CISA drew a line. . .
Where does your MFA land?
Having MFA isn’t the same as being phishing resistant. SMS codes, authenticator-app codes, and push notifications can be phished. That’s why CISA draws a clear line between the MFA that stops phishing and the MFA that doesn’t. This article will cover various forms of MFA and how resistant to phishing they may be so you know what you should be doing to keep yourself safe!
OTP and Push
A One-Time Password (OTP) is typically a short code delivered over SMS or email. These are usually time based so they expire quickly and can’t be reused.

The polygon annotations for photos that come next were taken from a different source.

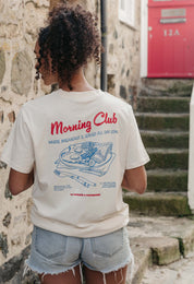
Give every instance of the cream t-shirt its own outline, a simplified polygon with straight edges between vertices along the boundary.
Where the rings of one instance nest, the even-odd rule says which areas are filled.
[[[100,236],[125,226],[125,169],[146,164],[132,107],[100,90],[58,90],[26,103],[1,155],[33,167],[32,222],[66,236]]]

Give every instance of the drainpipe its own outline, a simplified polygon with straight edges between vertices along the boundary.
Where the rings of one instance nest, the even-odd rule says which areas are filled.
[[[101,54],[100,88],[107,91],[107,0],[100,0],[101,44],[105,51]]]

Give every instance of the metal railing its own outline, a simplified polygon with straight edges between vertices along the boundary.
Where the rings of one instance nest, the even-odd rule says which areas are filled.
[[[189,205],[194,213],[194,85],[190,102],[190,149],[189,149]]]

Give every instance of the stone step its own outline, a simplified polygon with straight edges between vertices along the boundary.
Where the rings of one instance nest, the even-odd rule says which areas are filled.
[[[193,79],[142,79],[140,95],[191,97]]]
[[[123,200],[130,212],[150,216],[185,216],[192,212],[185,192],[145,192],[142,196],[133,192],[123,193]]]
[[[189,130],[189,114],[136,113],[135,117],[141,130]]]
[[[147,191],[187,191],[187,170],[147,170]]]
[[[147,149],[147,152],[150,157],[150,162],[146,165],[147,169],[187,169],[187,149]]]
[[[189,97],[147,97],[137,98],[140,113],[190,113]]]
[[[146,147],[189,147],[187,131],[151,131],[141,130]]]

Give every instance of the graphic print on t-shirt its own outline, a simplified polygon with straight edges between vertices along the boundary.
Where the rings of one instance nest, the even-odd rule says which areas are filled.
[[[96,187],[95,182],[77,174],[77,170],[99,177],[105,176],[114,157],[112,142],[75,143],[61,151],[59,158],[54,162],[57,166],[53,173],[61,178],[69,177],[84,187]]]

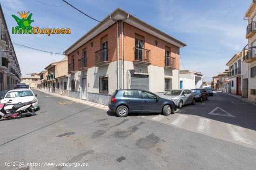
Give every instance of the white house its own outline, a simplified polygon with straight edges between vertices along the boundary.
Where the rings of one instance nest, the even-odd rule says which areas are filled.
[[[184,70],[180,71],[180,88],[200,88],[203,86],[201,72]]]

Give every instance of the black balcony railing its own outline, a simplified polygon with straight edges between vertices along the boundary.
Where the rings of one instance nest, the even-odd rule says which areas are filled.
[[[175,58],[169,56],[165,56],[164,59],[164,66],[165,67],[175,67]]]
[[[134,47],[134,60],[150,63],[150,50],[140,47]]]
[[[256,47],[249,48],[249,50],[247,51],[247,54],[245,56],[246,60],[256,58]]]
[[[241,74],[241,68],[238,67],[235,69],[235,75],[239,75]]]
[[[2,57],[2,66],[8,68],[8,62],[6,58]]]
[[[246,28],[246,34],[248,34],[250,32],[256,31],[256,21],[251,22],[247,25]]]
[[[87,67],[87,58],[82,58],[78,60],[78,69]]]
[[[2,40],[6,41],[6,43],[7,44],[7,37],[6,37],[5,32],[2,31],[0,31],[0,34],[1,34],[1,37],[0,38]]]
[[[68,72],[74,71],[74,63],[71,63],[67,65]]]
[[[108,49],[103,48],[95,52],[95,63],[108,61]]]

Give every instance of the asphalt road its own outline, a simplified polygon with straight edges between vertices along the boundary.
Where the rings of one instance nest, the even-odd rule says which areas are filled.
[[[40,106],[37,115],[0,120],[0,170],[17,168],[5,165],[10,162],[42,166],[35,170],[256,167],[256,106],[227,94],[215,94],[209,101],[184,106],[168,116],[134,113],[118,118],[35,93]],[[88,166],[57,164],[65,163]],[[55,164],[47,166],[50,163]]]

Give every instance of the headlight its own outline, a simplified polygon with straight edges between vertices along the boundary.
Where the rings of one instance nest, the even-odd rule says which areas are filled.
[[[37,102],[37,101],[36,100],[36,99],[33,99],[33,100],[32,101],[32,103],[35,103],[35,102]]]

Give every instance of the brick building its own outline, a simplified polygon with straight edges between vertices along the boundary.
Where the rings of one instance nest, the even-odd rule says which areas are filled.
[[[69,96],[107,104],[116,89],[179,88],[185,44],[119,8],[102,22],[64,51]]]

But against adversary-in-the-middle (AITM) phishing attacks, it isn’t enough. An AITM is typically a fake web page that sits between you and the real service. It takes your password and your MFA response (OTP code), passes them through to the real service, and keeps the session token the service issues. The attacker can then log in as you with that session token. Microsoft has continually documented this pattern, from AITM campaigns against banking and financial service organizations to AITM campaigns in the energy sector. Phishing kits that enable this technique, such as Tycoon2FA, are sold as a service to hundreds of customers.
U2F, FIDO2, and WebAuthn
Universal 2nd Factor (U2F) was the FIDO Alliance’s first answer to phishing-resistant authentication, released in 2014. A USB hardware key such as a YubiKey acts as a second factor using public-key cryptography that is bound to the website it was registered to. The key refuses to sign a challenge for the wrong domain, so an AITM proxy has nothing it can forward.
FIDO2 extends that model in two ways. Where U2F was always a second factor after a password, FIDO2 can replace the password entirely. Where U2F requires a separate hardware key, FIDO2 also works with phones and laptops that have a secure enclave.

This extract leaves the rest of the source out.